Per questo motivo, sia gli studi legali che le imprese hanno ancora molta strada da fare prima che tali accordi possano essere pienamente vantaggiosi e restano problemi fondamentali ancora da affrontare. In particolare, per gli studi legali i compensi alternativi continuano a rappresentare un compromesso indesiderato imposto dai clienti. Troppo spesso, i consulenti esterni fanno semplicemente un passo indietro di fronte alla richiesta del cliente senza ragiona re sull’efficienza della propria organizzazione né sulla propria redditività. Al contrario, molti studi legali continuano tuttora a comportarsi come se nulla fosse, reclamando una diversità rispetto alla concorrenza – questa eccezionalità si declina in vari modi ma è soprattutto riconducibile alla presunta « qualità » che sarebbe offerta – e questo nonostante l’impossibilità in cui si trovano i clienti nel poter riscontrare una distinzione nell’offerta dei servizi legali.
Qual è il motivo di questa resistenza? In parte, questo atteggiamento è un retaggio del passato, quando gli studi esercitavano una forza contrattuale notevole durante gli anni di forte crescita quando era possibile raggiungere fatturati e utili smisurati. La crescita è ora assai diminuita ma rimane inalterato un modello di business su cui regge tutta la struttura dei compensi ai soci. In altre parole, la tariffa oraria consente maggiori guadagni e mancano incentivi per abbandonarla.

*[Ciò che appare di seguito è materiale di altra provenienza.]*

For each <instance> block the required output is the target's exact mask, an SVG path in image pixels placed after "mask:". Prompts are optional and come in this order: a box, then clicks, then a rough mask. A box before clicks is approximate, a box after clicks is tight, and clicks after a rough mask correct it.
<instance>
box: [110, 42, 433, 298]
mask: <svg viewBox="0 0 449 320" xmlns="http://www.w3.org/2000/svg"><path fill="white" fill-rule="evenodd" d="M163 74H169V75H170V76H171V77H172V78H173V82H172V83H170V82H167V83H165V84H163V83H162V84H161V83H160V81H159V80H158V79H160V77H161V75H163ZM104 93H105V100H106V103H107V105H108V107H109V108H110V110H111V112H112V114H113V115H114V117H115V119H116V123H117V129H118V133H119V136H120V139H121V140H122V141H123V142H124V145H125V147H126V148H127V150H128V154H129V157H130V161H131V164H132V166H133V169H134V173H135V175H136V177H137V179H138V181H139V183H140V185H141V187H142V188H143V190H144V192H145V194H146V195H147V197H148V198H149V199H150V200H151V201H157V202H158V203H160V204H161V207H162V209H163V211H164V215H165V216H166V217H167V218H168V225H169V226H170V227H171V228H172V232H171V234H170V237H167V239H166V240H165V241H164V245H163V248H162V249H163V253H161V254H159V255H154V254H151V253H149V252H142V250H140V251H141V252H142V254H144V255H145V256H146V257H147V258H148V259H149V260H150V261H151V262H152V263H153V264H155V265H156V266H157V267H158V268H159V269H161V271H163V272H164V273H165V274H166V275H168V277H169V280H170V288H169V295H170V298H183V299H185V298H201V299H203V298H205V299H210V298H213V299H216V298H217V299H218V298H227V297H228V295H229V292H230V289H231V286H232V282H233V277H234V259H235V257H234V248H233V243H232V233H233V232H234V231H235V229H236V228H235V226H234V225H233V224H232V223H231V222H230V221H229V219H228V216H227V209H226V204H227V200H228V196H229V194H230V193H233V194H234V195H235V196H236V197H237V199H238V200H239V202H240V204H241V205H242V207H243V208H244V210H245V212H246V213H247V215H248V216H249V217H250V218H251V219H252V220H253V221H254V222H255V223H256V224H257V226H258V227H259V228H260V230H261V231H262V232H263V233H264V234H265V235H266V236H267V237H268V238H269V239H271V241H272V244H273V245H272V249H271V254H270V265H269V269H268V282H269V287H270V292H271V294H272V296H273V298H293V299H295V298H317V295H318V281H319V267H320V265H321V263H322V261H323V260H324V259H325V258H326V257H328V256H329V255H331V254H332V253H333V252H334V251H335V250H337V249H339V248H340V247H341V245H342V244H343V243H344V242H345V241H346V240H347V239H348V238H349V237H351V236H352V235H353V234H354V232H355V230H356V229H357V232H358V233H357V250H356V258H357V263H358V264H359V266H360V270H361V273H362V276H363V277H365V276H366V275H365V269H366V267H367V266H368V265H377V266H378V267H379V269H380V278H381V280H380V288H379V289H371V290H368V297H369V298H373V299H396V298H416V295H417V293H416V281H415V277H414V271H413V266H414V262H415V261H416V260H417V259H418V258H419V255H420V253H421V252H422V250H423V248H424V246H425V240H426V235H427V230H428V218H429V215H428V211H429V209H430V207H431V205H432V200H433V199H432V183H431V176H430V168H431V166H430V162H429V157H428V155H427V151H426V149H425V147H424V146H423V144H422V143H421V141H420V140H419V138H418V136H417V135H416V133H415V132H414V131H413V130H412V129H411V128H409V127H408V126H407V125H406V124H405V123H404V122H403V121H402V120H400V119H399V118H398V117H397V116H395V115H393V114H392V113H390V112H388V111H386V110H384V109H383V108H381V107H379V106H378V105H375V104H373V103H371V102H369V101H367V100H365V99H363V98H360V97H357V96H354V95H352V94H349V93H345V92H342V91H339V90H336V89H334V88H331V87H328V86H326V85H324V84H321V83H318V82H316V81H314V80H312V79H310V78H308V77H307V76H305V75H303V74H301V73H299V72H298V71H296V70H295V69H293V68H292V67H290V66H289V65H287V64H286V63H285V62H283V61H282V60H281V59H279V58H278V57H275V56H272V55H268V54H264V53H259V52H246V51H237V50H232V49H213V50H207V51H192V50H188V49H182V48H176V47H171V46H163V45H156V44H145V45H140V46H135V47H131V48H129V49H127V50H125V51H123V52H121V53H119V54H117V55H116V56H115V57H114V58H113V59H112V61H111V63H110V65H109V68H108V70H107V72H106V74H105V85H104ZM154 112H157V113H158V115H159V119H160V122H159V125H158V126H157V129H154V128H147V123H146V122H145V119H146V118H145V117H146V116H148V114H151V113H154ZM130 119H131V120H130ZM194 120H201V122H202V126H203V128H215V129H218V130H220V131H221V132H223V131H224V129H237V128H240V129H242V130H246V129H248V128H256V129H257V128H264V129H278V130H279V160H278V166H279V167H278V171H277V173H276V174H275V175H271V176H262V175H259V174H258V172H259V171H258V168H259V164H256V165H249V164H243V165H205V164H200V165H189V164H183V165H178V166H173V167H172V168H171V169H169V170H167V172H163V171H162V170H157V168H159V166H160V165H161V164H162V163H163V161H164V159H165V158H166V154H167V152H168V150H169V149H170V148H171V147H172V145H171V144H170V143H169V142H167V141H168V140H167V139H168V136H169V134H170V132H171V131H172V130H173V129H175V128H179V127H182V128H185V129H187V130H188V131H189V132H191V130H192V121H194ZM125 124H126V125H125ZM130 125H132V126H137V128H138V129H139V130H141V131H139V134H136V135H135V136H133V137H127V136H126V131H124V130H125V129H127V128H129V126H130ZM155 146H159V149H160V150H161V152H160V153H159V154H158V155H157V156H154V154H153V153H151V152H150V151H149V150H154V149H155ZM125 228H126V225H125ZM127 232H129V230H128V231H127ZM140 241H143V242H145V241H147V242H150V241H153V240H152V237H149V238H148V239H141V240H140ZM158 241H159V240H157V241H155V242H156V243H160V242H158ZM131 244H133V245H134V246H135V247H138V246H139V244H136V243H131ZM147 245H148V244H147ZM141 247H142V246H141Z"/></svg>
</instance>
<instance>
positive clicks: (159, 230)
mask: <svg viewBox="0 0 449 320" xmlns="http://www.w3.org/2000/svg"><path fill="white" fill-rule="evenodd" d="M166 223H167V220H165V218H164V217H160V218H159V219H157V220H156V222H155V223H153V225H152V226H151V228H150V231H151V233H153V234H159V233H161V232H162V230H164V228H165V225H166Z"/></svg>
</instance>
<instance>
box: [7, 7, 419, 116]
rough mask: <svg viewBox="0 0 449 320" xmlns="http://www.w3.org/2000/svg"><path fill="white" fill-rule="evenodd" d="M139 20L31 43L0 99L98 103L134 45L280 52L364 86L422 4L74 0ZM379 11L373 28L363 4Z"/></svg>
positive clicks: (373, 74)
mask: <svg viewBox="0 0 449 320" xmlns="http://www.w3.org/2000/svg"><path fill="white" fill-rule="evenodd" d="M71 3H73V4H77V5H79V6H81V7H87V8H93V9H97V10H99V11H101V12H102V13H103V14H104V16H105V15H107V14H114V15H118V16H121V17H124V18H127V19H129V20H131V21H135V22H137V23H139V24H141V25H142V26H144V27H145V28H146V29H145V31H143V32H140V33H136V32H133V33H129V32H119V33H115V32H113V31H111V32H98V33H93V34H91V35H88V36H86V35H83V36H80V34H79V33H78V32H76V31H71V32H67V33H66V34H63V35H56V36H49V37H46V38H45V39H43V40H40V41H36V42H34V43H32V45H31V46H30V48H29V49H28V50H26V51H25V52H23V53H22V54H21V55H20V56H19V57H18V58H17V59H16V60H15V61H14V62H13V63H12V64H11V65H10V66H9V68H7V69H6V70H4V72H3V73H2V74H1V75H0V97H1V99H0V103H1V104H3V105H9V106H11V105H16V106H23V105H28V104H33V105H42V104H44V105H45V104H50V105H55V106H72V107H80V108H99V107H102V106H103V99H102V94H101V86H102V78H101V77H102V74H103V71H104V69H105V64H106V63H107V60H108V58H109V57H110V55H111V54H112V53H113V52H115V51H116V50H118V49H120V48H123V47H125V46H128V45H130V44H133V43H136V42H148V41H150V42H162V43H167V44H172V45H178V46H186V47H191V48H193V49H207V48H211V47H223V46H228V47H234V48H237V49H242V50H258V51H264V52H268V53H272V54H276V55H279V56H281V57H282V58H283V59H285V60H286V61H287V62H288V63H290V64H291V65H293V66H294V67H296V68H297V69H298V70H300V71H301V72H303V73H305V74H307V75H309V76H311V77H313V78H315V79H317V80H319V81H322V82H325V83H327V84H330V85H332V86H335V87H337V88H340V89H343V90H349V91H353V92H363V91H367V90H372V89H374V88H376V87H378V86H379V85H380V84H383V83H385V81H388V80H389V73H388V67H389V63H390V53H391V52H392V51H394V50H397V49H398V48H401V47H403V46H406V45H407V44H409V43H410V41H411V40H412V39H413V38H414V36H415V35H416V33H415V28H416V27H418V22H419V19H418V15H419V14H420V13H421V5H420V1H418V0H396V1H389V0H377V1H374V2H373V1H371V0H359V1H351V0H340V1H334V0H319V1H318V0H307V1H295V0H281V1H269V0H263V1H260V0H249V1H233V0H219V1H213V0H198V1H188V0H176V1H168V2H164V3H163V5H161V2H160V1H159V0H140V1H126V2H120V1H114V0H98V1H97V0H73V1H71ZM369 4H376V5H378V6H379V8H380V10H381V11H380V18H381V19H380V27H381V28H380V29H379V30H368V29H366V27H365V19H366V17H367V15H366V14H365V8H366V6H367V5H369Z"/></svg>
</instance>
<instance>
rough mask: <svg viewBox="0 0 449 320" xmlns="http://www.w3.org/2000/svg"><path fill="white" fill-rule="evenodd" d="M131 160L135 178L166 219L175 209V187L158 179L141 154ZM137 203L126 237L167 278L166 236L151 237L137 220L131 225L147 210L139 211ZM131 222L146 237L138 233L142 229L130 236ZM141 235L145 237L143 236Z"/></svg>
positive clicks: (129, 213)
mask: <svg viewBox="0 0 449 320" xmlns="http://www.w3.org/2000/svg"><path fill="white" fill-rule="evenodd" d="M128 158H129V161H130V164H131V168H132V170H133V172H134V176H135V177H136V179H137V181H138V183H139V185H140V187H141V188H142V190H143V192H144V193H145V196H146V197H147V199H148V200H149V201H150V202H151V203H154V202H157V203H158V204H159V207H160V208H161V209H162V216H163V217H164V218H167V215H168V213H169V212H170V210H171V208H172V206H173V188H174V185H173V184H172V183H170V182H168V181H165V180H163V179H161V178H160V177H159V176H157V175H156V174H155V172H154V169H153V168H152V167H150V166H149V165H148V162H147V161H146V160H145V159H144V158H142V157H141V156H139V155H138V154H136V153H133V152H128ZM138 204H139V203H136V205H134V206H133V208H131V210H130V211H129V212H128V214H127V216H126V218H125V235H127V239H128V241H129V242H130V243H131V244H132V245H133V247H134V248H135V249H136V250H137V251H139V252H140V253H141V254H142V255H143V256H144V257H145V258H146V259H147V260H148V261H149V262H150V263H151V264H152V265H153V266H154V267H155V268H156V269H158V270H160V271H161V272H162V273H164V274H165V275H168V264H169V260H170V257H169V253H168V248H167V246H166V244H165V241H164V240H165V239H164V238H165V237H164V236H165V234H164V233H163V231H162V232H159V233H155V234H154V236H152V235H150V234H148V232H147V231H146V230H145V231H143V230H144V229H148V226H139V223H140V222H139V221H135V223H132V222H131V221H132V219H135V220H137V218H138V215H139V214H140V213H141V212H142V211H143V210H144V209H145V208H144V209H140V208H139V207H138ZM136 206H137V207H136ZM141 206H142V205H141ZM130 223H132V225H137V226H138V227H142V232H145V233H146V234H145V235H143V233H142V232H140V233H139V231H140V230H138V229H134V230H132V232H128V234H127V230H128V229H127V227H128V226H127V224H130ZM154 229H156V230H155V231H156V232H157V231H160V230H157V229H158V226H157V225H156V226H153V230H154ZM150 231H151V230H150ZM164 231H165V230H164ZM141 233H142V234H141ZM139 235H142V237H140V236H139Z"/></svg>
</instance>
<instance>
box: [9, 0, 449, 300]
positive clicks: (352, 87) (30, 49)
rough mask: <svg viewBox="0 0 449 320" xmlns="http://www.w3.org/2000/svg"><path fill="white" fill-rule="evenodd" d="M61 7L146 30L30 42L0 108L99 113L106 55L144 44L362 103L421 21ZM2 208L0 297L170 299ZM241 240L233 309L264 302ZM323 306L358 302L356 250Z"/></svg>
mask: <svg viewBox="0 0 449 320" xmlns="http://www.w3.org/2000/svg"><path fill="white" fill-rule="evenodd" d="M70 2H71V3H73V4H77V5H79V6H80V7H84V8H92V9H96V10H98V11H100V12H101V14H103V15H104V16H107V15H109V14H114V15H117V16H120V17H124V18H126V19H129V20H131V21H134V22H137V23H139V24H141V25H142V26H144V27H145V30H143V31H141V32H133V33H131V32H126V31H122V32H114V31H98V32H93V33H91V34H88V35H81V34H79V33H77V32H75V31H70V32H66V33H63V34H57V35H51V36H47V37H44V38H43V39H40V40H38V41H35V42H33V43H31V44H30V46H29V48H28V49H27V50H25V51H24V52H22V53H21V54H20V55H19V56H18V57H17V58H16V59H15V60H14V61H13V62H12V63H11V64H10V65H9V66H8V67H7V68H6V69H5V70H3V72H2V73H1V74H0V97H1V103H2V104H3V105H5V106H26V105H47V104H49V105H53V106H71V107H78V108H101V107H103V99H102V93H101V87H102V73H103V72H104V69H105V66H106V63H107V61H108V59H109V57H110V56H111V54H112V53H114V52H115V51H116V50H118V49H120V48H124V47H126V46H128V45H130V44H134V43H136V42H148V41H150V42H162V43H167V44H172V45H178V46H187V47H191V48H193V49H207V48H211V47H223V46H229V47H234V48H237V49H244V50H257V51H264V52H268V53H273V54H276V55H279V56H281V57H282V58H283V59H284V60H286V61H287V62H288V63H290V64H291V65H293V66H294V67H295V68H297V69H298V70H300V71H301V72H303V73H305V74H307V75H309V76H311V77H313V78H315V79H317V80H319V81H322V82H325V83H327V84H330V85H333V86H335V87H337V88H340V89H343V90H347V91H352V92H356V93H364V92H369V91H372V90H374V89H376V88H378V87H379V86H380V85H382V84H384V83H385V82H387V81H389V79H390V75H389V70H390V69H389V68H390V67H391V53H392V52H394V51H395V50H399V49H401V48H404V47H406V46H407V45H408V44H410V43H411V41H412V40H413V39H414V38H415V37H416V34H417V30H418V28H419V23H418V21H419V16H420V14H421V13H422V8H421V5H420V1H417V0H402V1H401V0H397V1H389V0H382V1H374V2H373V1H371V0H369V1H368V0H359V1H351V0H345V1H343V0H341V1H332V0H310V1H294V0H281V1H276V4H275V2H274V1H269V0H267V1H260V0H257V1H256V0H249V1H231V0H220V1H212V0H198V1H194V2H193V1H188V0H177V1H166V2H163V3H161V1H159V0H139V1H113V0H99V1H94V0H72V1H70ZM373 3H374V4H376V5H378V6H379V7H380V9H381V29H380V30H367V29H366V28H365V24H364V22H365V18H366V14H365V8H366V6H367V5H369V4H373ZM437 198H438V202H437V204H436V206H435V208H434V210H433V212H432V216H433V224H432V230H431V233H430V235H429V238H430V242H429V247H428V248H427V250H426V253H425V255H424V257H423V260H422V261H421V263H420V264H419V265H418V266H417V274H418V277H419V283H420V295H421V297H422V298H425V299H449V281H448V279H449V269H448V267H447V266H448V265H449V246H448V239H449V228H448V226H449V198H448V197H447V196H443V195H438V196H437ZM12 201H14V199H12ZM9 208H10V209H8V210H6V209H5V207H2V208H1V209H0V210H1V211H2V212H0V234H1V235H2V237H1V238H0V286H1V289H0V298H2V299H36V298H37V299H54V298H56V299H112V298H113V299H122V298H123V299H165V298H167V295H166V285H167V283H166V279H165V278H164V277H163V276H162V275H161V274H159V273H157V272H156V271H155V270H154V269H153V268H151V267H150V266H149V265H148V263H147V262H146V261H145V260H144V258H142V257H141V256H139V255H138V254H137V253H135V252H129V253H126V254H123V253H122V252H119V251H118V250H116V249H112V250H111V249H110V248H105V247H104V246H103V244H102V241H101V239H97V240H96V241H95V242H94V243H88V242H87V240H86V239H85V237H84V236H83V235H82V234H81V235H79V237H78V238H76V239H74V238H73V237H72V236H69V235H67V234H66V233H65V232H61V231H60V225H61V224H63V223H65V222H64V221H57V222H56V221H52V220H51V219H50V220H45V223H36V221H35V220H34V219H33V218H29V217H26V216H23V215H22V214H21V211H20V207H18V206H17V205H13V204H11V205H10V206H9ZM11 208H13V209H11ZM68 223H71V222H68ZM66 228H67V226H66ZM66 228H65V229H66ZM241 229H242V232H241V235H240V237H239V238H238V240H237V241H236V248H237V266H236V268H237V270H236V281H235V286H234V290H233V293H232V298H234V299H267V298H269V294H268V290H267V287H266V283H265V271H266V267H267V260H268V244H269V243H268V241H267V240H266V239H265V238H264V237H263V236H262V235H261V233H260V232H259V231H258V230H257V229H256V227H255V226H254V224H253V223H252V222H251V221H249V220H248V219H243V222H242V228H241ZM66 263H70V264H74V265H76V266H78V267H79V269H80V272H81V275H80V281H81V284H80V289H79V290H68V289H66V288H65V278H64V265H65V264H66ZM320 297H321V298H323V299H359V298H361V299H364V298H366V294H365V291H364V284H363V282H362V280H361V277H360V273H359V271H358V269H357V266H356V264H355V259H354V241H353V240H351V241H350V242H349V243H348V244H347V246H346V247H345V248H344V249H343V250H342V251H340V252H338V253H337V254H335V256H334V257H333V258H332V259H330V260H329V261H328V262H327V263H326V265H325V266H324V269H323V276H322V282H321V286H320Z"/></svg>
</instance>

I cambiamenti solo limitati e superficiali introdotti dagli studi legali al loro interno non solo penalizzano gli stessi studi ma soprattutto i loro clienti. Nell’assenza di maggiori efficienze dell’offerta, il beneficio per il cliente è di conseguenza minimizzato. Per le imprese i compensi alternativi sembrano garantire quasi esclusivamente una programmazione della spesa – un bene, senza dubbio – ma il risparmio rimane contenuto. Per i clienti, questo esito sembra essere soddisfacente: quando la prevedibilità della spesa prevale sul risparmio, si è disposti ad accettare economie minori per assicurare un tetto massimo alla spesa legale durante un periodo di tempo definito.
In ultima analisi, quindi, sia le aziende che gli studi legali difficilmente hanno la possibilità di rendere gli accordi sui compensi alternativi pienamente e reciprocamente vantaggiosi. Anzi, si protrae in realtà una situazione per cui i compensi alternativi fungono semplicemente da « sconti » alla tariffa oraria che continua ad essere la base e l’unità di misura per un approccio creativo al pricing, nonostante sia stata in gran parte superata dagli accordi alternativi. Se alla base degli accordi forfait vi è sempre e comunque la tariffa oraria, il motivo risiede nella difficoltà di creare un metro oggettivo alternativo. Parametrare il prezzo del lavoro alle ore significa semplificare e ridurre le varianti in gioco. E qui si torna al punto di partenza.
I dati raccolti da TopLegal dimostrano che l’aumento sensibile del numero di soci equity nei primi 25 studi legali per fatturato non ha frenato l’erosione degli utili, diminuiti del circa 20 per cento negli ultimi cinque anni. Con la loro dipendenza della tariffa oraria, gli studi perdono l’opportunità di ridurre i costi ai clienti, privandosi così della possibilità di assicurarsi una maggiore efficienza interna per migliorare la propria redditività. Ma se i clienti vogliono ottenere risparmi significativi, dovranno insistere in un certo modo sulla riprogettazione dei meccanismi interni degli studi (e forse anche aiutarli a farlo). Altrimenti, si continuerà a giocare una partita per cui se talvolta uno guadagna, perde l’altro. Partita alla lunga insostenibile per tutti gli attori.